Ferguson PLC (FERG LN)

Ferguson is the leading North American specialist distributor of plumbing and heating products and waterworks and fire fabrication products. Specialist distributors such as Watsco, Fastenal, and Pool Corp have compounded shareholder value at more than twenty five percent per annum over three decades due to industry fragmentation, long runways for accretive tuck in acquisitions, and competitive advantages that come with densification and scale benefits. Ferguson has all of these strengths, but what makes Ferguson unique is that despite now having all of its business in North America, the stock is listed in the United Kingdom and is owned primarily by non-US investors. This dynamic has created a valuation discount to peer Repair, Maintenance and Improvement (RMI) businesses in excess of fifty percent. We believe this technically driven valuation discount is set to change in 2020. With any business we invest in, we look for multiple ways to win. With Ferguson, there are three.

First, Ferguson is nearing completion of a decade long simplification of the business. This simplification entailed exiting twenty-five countries and thirty business units that lacked industry leading market share and the subsequent competitive advantages. What remains is a stronger, more focused market leader in North America specialty distribution. However, due to the legacy business footprint, Ferguson is still listed in the United Kingdom and generally not known or held by US investors. We believe that the board of director’s ongoing review of the company’s listing will result in a relisting in the United States and create upwards of fifty percent near term pricing appreciation as investors learn about the quality and growth outlook of the business.
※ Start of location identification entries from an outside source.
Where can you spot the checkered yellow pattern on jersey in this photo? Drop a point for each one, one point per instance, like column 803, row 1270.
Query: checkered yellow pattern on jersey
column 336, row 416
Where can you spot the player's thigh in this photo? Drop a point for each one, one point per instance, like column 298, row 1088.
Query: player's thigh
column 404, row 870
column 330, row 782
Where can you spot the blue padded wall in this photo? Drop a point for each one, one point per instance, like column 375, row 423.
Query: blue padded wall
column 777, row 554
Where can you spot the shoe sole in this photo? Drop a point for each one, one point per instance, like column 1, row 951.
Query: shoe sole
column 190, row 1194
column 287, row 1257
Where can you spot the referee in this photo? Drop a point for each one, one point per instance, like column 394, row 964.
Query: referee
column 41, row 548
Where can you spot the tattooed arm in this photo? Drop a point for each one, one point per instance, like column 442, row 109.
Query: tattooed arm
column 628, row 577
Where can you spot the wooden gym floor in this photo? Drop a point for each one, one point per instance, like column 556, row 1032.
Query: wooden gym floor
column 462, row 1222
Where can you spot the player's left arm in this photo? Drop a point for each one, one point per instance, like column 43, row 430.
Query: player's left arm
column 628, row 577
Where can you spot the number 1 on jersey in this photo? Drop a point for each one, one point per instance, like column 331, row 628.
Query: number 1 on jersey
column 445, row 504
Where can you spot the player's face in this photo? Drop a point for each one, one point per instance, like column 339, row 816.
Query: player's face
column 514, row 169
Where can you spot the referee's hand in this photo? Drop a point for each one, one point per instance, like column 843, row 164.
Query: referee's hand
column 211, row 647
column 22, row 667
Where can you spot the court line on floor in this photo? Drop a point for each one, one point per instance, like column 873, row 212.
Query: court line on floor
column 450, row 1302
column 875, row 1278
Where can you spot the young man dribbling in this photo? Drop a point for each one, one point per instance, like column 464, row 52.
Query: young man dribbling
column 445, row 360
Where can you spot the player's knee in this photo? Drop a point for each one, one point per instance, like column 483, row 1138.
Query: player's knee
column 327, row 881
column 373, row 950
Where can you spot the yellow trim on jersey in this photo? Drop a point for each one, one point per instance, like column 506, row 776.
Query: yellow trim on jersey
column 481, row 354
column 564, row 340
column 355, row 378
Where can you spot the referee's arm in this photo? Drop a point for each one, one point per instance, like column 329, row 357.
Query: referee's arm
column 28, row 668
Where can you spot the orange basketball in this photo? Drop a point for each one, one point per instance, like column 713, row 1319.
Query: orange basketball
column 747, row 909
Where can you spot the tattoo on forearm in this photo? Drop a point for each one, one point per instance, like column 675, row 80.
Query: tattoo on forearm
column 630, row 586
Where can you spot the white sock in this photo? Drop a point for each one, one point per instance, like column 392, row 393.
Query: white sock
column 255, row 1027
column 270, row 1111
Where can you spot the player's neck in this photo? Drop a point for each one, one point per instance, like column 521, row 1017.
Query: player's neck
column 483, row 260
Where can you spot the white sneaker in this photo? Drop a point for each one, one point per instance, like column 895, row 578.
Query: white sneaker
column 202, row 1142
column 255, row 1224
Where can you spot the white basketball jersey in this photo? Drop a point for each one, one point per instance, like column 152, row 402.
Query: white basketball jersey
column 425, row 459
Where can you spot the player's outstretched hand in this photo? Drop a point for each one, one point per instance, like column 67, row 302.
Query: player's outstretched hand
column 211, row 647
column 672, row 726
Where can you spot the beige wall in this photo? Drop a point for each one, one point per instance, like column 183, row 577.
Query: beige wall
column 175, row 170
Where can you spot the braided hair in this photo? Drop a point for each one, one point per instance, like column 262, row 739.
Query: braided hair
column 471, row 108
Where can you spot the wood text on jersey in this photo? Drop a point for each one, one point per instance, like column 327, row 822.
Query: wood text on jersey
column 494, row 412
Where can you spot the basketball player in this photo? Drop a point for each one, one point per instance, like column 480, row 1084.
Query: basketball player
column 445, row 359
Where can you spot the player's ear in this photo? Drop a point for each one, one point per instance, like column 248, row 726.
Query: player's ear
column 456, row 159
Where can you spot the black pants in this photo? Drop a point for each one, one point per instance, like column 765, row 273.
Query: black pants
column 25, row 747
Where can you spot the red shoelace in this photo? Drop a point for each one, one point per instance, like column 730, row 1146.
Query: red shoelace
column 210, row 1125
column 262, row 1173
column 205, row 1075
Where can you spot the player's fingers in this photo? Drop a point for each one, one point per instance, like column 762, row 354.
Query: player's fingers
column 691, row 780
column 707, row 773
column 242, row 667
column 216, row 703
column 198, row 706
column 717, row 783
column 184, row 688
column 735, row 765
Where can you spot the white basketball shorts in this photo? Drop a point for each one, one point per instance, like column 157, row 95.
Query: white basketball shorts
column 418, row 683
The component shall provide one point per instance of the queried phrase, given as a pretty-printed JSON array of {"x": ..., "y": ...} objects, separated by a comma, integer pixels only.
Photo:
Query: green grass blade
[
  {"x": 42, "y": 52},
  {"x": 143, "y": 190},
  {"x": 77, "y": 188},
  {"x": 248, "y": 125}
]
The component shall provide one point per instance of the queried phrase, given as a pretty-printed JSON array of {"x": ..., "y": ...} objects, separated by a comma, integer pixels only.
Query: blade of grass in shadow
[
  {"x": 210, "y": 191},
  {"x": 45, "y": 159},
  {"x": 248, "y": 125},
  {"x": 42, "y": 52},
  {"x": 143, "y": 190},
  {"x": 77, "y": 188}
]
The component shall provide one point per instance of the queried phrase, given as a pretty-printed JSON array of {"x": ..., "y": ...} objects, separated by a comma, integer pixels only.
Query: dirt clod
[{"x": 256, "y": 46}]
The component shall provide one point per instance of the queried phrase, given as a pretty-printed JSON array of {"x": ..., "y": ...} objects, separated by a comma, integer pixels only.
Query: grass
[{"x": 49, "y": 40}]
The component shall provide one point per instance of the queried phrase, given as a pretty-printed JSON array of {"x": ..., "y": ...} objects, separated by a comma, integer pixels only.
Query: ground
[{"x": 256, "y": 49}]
This is not a requirement for our investment, as we are happy to own the business for the long term whether or not it relists on US stock markets, but the asymmetric risk reward profile offers an attractive free option on near term price appreciation.

Second, as Ferguson management shifts its focus from simplifying the business to improving the core business, we believe they will build on the fifteen tuck in acquisitions completed last year as they continue to consolidate a highly fragmented industry. Ferguson’s proven, repeatable process for identifying, executing, and integrating tuck in acquisitions spins the flywheel which supports market share growth, scale advantages from purchasing power, product availability, route density, technological superiority, and vendor rebates, which grow the margin advantage over peers. Higher margins are then partially reinvested into superior services favored by Ferguson’s trade-oriented customer base. Superior products and superior services then help Ferguson grow its market share from an industry leading high teens to upwards of forty percent, in line with other best in class distributors.
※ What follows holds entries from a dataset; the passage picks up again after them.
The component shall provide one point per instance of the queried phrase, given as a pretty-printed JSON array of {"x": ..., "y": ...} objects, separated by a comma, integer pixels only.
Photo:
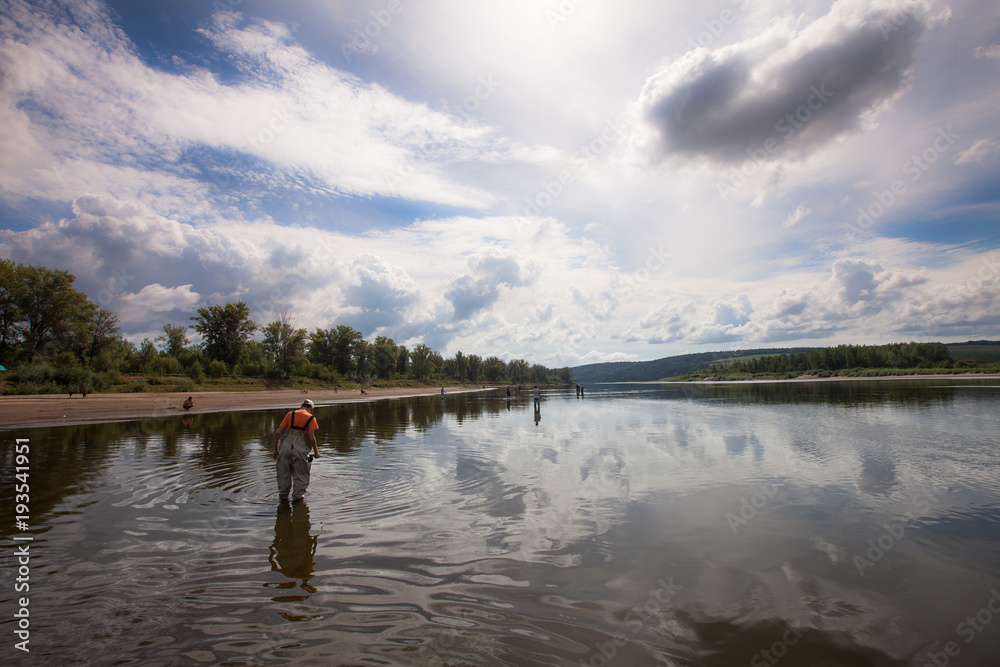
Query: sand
[{"x": 61, "y": 410}]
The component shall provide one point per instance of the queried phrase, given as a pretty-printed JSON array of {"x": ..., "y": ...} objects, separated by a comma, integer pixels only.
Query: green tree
[
  {"x": 284, "y": 342},
  {"x": 475, "y": 368},
  {"x": 174, "y": 338},
  {"x": 103, "y": 333},
  {"x": 225, "y": 330},
  {"x": 47, "y": 308},
  {"x": 384, "y": 354},
  {"x": 494, "y": 369},
  {"x": 345, "y": 345},
  {"x": 11, "y": 319},
  {"x": 421, "y": 363},
  {"x": 321, "y": 347}
]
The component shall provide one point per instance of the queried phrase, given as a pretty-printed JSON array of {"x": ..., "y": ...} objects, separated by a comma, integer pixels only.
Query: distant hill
[
  {"x": 648, "y": 371},
  {"x": 982, "y": 351}
]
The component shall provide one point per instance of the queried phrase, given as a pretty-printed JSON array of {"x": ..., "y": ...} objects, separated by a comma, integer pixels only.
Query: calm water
[{"x": 853, "y": 523}]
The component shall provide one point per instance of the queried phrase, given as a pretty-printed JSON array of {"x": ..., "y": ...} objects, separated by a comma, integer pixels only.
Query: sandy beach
[{"x": 61, "y": 410}]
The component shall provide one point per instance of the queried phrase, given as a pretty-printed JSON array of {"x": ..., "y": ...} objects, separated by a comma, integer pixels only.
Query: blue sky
[{"x": 566, "y": 181}]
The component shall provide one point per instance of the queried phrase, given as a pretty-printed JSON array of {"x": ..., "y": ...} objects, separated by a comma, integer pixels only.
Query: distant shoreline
[
  {"x": 39, "y": 411},
  {"x": 840, "y": 378}
]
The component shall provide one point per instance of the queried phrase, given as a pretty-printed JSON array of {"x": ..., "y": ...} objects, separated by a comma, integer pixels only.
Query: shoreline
[
  {"x": 816, "y": 378},
  {"x": 41, "y": 411}
]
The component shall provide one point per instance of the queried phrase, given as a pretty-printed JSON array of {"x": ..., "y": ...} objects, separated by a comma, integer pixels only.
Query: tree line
[
  {"x": 54, "y": 335},
  {"x": 843, "y": 357}
]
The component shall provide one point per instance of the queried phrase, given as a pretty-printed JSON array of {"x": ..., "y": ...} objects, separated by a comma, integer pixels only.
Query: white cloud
[
  {"x": 784, "y": 93},
  {"x": 796, "y": 217},
  {"x": 978, "y": 152}
]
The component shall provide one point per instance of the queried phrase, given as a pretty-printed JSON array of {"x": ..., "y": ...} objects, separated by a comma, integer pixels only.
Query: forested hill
[
  {"x": 898, "y": 355},
  {"x": 648, "y": 371}
]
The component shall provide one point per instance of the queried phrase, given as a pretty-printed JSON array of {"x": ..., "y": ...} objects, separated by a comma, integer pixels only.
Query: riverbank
[
  {"x": 839, "y": 378},
  {"x": 61, "y": 410}
]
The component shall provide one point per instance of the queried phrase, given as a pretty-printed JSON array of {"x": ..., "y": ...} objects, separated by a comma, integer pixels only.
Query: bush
[
  {"x": 186, "y": 387},
  {"x": 32, "y": 389},
  {"x": 196, "y": 373}
]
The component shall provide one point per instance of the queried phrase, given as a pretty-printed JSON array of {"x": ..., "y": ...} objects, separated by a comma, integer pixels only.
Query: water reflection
[{"x": 293, "y": 551}]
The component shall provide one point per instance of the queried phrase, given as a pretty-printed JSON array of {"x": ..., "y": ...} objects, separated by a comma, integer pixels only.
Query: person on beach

Third, as Ferguson’s market share scales, there is a greater opportunity to move up the value chain and expand their private label product offering. As the private label product offering is expanded, customers are afforded a greater choice at better prices, and Ferguson receives a higher gross margin.

Ferguson’s three paths to value creation are supported by a high return on invested capital business with sixty percent of sales to non-discretionary end markets, and a commercial customer base that favors convenience over price due to a purchase process determined by labor efficiency. We are happy to be long term shareholders of Ferguson, even if only two of the three value drivers come to fruition.